J'aurais du m'en douter moi qui à plusieurs reprises cet après-midi était occupé à baisser mon pantalon. Que voulez-vous ! Lorsque l'on aime les habits patinés, la fringue usée, rapiécée et la voir durer jusqu'à ce que le fil s'élime, on est pourtant bien obligé de constater parfois que le costume que l'on affectionne est arrivé en bout de piste. Les soldes n'étaient pas hier le marronnier qu'elles sont aujourd'hui. Subissant sans nul doute cette influence, me voilà en train de faire les magasins. Je joue de malchance. Alors qu'autrefois on vendait des pantalons neufs, les boutiques ne proposent que du neuf usagé, délavé et mal repassé. Et je ne vous parle pas nécessairement de grandes marques (de fer à repasser). Les prix, eux, ne changent guère. J'ai trouvé un article attractif. Un chiffre mystérieux y figurait : 160. Ce n'étaient pas des francs. La vendeuse a traversé le magasin à grande vitesse pour me confirmer mon goût. Une marque italienne. Nous avons loué de conserve les qualités de l'article. Chacun palpait amoureusement ce précieux bout d'étoffe. Considérant qu'il lui était particulièrement précieux, je me suis esquivé, dérogeant à ma lâche habitude d'abandonner ma confiance aux experts.

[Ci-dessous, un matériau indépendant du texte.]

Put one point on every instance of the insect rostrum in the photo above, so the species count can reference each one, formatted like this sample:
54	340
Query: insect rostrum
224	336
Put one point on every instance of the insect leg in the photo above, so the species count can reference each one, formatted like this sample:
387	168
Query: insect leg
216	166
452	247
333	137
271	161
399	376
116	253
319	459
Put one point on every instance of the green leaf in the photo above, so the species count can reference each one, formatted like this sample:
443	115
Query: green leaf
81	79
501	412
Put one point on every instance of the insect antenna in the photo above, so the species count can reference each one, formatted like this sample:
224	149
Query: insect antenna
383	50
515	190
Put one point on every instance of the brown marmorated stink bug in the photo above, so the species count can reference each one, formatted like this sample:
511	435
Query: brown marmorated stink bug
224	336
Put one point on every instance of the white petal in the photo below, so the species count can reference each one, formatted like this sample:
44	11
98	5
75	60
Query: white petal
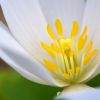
27	23
12	53
92	20
66	10
80	93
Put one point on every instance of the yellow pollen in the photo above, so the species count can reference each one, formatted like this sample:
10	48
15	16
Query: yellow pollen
89	56
50	32
66	76
89	47
68	54
84	31
48	49
77	69
50	65
66	43
74	29
72	71
59	28
82	42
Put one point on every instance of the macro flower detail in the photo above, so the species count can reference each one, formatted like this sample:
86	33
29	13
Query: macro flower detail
71	56
53	42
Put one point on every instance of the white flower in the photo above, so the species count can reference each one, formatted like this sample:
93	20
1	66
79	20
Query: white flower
60	54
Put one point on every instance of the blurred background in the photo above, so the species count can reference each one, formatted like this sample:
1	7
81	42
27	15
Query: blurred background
15	87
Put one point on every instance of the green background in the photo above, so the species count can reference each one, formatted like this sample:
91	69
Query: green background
15	87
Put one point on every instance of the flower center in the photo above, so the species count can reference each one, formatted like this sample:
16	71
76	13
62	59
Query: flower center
70	55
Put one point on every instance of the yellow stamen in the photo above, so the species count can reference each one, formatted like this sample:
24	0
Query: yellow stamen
72	71
59	27
74	29
66	43
84	31
50	65
66	76
55	48
77	69
50	32
89	56
82	42
89	47
48	49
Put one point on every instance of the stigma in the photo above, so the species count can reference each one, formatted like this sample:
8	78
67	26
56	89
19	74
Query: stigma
70	54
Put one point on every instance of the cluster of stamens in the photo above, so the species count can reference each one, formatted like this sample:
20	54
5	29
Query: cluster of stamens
69	54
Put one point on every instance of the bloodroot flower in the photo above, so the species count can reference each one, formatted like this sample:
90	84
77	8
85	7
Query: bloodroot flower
53	42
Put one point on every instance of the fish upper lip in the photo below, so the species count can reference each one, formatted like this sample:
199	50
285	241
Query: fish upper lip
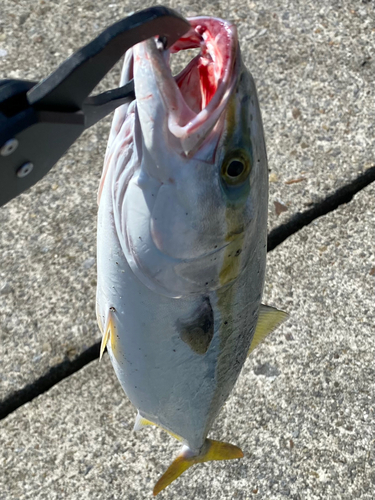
215	66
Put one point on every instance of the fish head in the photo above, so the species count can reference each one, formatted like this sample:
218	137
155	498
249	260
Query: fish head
190	205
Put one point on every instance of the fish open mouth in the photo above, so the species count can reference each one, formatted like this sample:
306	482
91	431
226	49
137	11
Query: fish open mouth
196	97
208	74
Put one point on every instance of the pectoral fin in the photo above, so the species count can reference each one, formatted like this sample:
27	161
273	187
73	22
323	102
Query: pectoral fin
212	450
268	320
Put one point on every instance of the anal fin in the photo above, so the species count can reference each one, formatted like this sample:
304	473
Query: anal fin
269	319
108	331
212	450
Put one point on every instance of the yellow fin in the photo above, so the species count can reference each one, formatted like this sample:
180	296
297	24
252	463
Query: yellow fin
106	335
212	450
141	422
268	320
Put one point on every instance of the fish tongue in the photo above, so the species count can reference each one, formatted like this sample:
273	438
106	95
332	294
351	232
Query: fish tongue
158	96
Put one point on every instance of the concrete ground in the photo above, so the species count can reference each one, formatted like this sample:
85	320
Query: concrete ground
302	410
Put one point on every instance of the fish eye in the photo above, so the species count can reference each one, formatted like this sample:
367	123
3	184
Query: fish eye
236	168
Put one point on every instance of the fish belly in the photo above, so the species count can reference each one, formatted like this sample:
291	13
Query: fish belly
171	376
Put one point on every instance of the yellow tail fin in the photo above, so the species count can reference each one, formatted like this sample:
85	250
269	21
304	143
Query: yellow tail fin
212	450
268	320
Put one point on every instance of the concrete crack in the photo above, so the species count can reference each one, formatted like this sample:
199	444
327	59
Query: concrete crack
63	370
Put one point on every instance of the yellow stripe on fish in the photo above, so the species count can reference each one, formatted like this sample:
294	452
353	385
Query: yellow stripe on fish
269	319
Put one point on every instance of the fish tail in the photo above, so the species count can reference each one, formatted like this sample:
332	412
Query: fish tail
211	450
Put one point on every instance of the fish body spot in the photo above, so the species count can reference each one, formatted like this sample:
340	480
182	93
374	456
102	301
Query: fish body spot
197	331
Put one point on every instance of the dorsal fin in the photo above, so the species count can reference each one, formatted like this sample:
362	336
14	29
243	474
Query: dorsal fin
268	320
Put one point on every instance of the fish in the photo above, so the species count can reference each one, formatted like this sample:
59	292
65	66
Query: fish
182	237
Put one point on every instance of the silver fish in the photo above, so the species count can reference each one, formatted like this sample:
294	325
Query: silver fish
182	234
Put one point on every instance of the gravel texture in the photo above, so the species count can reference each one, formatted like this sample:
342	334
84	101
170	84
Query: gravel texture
314	67
302	410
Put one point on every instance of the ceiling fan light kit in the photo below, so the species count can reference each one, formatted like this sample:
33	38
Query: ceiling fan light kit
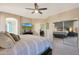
36	9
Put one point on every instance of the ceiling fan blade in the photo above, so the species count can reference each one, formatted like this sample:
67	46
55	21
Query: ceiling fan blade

Ne songez pas à choisir une couleur, elles ont disparu. De là à se résigner et à se ruiner pour du vieux, non. Je tiens à friper ma fripe moi-même, à user ma toile favorite par mes propres moyens. Les jeunes générations ne rêvent plus qu'à du prince de Galles grabataire et veulent du pied-de-poule nonagénaire. Alors je baisse mon froc, j'essaye, j'essaye et le choix est plus complexe qu'il n'y paraît avec l'affichage des tailles américaines sans parler de la longueur de jambe. Autrefois, petits et grands se contentaient d'une même longueur de jambe. Aujourd'hui, vous avez le choix entre un pantalon trop grand, ajusté à votre taille ou un froc digne de votre stature mais qui selon votre goût vous explosera les bijoux de famille ou que vous serez obligé de retenir avec une ceinture, deux paires de bretelles et l'aide de votre auxiliaire de vie (deux mains n'y suffiraient pas).
Ben Ali a finit par monter dans l'avion. Je suis soulagé, j'ai de nouveaux pantalons. Ca tombe bien, ce n'est pas tous les jours qu'on est heureux de montrer son cul en cabine.